Limitations & Future Work¶
- English-only prompts: Non-English languages are not covered, limiting cross-cultural generalizability.
- Uneven regional representation: Sub-Saharan Africa and Pacific Island nations are underrepresented.
- Temporal skew: Approximately 60% of prompts are concentrated in the 20th and 21st centuries.
- Absence of multi-turn attacks: Multi-turn dialogue or agentic jailbreak attacks are not included.
- Western-centric framing: The prompt framework may carry implicit Western-centric biases.
- Classifier limitations: Automated classifiers may misclassify implicit or euphemistic harmful responses.
Related Work & Insights¶
- HarmBench (Mazeika et al., 2024): The primary adversarial red-teaming evaluation framework, but focused on criminal behaviors.
- StrongREJECT (Souly et al., 2024): Evaluates refusal quality rather than merely whether a refusal is issued.
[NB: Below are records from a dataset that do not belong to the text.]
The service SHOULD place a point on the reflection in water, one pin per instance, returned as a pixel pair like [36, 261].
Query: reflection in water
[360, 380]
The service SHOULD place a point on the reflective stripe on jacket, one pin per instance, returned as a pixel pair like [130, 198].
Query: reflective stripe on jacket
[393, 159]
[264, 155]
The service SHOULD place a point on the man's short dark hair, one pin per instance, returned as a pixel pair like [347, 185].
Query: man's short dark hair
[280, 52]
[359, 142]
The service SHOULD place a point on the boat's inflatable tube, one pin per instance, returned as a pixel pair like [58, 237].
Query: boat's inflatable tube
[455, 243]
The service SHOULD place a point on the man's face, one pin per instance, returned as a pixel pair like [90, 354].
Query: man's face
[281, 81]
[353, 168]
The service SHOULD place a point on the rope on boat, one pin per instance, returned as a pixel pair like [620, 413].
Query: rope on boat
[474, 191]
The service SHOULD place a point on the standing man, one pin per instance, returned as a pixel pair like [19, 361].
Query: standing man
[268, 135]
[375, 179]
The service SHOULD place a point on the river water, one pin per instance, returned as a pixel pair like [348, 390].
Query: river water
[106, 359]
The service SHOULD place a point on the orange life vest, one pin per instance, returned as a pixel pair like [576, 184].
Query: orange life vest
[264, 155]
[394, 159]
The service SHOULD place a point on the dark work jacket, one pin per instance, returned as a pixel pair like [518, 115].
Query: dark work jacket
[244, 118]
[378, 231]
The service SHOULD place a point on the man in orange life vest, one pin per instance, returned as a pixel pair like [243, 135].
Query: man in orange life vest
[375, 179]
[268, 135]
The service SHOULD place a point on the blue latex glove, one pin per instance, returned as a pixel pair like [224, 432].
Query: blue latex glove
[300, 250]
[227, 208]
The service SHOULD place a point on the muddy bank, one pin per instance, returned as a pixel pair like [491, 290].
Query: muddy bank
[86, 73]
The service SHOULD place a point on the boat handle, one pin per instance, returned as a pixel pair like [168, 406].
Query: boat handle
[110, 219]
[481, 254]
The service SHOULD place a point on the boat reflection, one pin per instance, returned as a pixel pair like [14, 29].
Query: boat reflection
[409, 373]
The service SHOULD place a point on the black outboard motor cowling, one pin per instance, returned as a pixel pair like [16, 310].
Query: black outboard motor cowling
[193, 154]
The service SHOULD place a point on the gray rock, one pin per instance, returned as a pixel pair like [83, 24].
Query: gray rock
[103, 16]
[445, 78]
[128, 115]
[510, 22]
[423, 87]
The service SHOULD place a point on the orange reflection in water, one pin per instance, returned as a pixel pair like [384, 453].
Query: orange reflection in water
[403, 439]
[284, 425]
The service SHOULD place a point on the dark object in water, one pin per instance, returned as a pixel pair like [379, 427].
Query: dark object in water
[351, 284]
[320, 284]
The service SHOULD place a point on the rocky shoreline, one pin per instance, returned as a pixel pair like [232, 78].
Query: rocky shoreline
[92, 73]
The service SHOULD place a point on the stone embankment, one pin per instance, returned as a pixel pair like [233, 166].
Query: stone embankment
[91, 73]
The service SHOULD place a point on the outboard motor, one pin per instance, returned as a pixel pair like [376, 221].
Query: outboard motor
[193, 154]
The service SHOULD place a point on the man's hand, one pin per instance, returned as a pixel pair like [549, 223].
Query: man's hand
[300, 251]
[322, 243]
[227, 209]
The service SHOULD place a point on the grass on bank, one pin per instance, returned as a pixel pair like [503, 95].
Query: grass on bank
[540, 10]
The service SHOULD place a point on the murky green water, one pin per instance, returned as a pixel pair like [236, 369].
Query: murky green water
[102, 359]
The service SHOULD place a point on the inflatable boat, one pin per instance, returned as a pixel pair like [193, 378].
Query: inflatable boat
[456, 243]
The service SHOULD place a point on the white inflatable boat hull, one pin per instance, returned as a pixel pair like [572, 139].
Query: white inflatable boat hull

- GCG (Zou et al., 2023): A general greedy coordinate gradient jailbreak method.
- AutoDAN (Liu et al., 2024): A stealthy jailbreak method based on genetic algorithms.
Implications for Research¶
- LLM safety evaluation must move beyond the "criminal behavior" framework to incorporate broader sociopolitical dimensions.
- Model safety varies substantially across geographic and temporal contexts, necessitating culturally aware defense strategies.
- Weight-space attacks represent the most severe current threat, against which existing alignment mechanisms are nearly ineffective.
Rating¶
- Novelty: ⭐⭐⭐⭐⭐ — The first LLM safety benchmark focused on sociopolitical harms, with significant pioneering importance.
- Experimental Thoroughness: ⭐⭐⭐⭐⭐ — Eight models, six attack methods, temporal and geographic analysis, and influence function attribution make this exceptionally comprehensive.
- Writing Quality: ⭐⭐⭐⭐ — Content is rich but lengthy; core findings are at times obscured by excessive detail.
- Value: ⭐⭐⭐⭐⭐ — Provides direct guidance for policy-making and defense research in the AI safety community.